N. 05323/2025 REG.RIC.
REPUBBLICA ITALIANA
IN NOME DEL POPOLO ITALIANO
Il Tribunale Amministrativo Regionale della Campania
(Sezione Prima)
ha pronunciato la presente
SENTENZA
sul ricorso numero di registro generale 5323 del 2025, proposto da-OMISSIS- in persona del legale rappresentante pro tempore , rappresentata e difesa dall'avvocato Walter Tripodo, con domicilio digitale come da PEC da Registri di Giustizia;
contro
Ministero delle Infrastrutture e dei Trasporti, Ufficio Provinciale della Motorizzazione Civile di Napoli, con il patrocinio dall'Avvocatura Distrettuale dello Stato di Napoli, domiciliataria ex lege in Napoli, via Diaz 11;
per la declaratoria di illegittimità del silenzio serbato dall’Amministrazione sull’istanza di immatricolazione inviata dalla ricorrente nonché per l’accertamento dell’obbligo di provvedere in relazione alla medesima istanza, al fine di ottenere l’adozione di un provvedimento espresso, anche in via incidentale, del diritto all’immatricolazione della vettura di marca Ferrari, modello F488 GTB telaio -OMISSIS-
Visti il ricorso e i relativi allegati;
Visti gli atti di costituzione in giudizio del Ministero delle Infrastrutture e dei Trasporti e dell’Ufficio Provinciale della Motorizzazione Civile di Napoli;
Visti tutti gli atti della causa;
Relatore nella camera di consiglio del giorno 14 gennaio 2026 il dott.
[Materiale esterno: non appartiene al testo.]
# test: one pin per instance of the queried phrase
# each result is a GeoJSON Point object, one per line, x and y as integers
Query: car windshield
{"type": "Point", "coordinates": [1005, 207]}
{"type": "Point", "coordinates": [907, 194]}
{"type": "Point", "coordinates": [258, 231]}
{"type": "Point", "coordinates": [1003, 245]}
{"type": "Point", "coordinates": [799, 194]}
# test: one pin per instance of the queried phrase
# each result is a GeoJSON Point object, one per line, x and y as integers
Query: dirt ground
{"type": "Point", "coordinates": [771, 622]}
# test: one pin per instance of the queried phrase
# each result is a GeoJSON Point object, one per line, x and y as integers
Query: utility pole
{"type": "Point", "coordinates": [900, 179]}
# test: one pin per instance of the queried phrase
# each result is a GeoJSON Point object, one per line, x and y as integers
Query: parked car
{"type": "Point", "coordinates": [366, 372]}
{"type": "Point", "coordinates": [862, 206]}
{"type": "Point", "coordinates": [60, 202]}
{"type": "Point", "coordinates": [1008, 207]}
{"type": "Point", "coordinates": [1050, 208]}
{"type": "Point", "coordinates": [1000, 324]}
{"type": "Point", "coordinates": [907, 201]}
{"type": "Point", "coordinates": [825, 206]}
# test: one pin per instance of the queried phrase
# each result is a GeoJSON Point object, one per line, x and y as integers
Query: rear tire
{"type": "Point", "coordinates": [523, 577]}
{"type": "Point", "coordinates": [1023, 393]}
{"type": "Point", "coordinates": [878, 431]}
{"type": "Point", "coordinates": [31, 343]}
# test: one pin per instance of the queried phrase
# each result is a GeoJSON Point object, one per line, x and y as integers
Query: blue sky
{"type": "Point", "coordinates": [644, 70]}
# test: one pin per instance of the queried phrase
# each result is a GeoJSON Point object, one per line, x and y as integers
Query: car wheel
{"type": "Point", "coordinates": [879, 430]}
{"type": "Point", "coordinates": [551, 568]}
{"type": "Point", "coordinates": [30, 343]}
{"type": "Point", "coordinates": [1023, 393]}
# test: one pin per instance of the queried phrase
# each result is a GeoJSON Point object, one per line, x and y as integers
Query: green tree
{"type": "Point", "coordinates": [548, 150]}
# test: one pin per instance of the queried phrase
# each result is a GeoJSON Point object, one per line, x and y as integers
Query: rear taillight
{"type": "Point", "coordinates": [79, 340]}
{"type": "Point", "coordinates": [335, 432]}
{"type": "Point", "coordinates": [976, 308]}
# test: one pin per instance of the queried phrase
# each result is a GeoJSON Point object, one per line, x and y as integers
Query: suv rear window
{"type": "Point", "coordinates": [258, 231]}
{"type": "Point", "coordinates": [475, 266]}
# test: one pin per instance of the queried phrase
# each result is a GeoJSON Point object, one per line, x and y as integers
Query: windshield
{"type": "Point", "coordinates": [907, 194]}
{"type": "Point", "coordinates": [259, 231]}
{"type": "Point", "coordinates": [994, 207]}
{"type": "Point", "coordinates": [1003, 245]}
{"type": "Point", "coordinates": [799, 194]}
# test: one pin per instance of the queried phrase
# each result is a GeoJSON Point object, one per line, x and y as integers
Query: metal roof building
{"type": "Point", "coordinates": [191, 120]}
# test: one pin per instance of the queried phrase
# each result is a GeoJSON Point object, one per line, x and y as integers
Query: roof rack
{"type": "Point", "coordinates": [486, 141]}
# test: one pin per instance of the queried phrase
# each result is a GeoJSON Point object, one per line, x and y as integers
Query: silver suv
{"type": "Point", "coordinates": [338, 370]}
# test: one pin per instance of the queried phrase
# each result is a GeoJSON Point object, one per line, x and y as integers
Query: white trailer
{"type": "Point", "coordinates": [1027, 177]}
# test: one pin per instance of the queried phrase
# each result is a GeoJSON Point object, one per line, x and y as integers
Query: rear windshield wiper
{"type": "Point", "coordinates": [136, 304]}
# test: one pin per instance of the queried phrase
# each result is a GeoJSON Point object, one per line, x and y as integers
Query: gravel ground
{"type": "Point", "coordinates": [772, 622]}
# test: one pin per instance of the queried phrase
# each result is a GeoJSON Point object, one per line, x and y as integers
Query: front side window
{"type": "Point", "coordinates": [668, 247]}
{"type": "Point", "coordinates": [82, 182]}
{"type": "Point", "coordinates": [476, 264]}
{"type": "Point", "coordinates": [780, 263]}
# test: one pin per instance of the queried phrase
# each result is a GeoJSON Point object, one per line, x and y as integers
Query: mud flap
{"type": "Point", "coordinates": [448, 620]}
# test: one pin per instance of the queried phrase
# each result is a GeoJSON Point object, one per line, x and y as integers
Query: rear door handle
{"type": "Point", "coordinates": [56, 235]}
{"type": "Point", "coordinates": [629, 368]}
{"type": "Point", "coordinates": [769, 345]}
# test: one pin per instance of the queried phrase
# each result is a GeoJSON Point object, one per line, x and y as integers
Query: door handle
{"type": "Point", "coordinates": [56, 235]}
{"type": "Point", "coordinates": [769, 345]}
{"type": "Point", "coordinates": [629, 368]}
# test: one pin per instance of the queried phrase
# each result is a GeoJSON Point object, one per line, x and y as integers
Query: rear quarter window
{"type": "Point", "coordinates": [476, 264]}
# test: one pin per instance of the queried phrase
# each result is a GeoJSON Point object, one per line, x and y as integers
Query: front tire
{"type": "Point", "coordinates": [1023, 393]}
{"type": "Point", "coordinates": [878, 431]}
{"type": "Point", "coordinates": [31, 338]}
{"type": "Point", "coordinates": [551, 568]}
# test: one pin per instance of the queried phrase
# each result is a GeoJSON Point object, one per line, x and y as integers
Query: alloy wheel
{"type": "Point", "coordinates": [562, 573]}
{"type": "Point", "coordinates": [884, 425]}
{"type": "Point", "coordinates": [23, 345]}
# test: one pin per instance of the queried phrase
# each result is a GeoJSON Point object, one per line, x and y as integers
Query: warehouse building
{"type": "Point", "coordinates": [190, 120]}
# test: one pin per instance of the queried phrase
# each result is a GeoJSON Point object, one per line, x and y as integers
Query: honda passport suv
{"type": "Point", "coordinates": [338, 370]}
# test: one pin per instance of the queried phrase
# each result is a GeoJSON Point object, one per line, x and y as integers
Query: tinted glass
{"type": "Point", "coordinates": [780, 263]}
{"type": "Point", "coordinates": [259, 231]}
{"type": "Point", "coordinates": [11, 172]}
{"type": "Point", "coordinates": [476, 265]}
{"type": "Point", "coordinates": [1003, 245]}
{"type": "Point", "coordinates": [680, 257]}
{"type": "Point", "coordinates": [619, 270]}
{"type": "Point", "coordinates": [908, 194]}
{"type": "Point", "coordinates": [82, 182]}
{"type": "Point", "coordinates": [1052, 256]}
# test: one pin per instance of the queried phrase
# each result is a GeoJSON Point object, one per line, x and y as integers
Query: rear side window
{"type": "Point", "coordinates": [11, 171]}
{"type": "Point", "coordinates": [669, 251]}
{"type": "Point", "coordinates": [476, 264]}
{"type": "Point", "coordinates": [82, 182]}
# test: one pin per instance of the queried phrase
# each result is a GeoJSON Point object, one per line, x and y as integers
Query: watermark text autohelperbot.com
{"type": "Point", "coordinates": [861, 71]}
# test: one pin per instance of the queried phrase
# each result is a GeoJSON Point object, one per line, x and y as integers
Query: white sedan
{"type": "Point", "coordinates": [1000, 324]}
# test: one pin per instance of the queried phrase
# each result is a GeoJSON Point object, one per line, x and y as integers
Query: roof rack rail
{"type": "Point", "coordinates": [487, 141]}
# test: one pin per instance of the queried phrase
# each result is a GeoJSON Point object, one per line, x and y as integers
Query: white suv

FA Di OR e uditi per le parti i difensori come specificato nel verbale;
1. Con ricorso regolarmente notificato e depositato la società -OMISSIS-. ha domandato la declaratoria di illegittimità del silenzio serbato dal Ministero delle Infrastrutture e dei Trasporti e dalla Motorizzazione civile di Napoli - Direzione Generale Territoriale del Sud, rispetto all’istanza di immatricolazione relativa alla vettura di marca Ferrari, modello F488 GTB, telaio -OMISSIS-inviata in data 24.10.2024.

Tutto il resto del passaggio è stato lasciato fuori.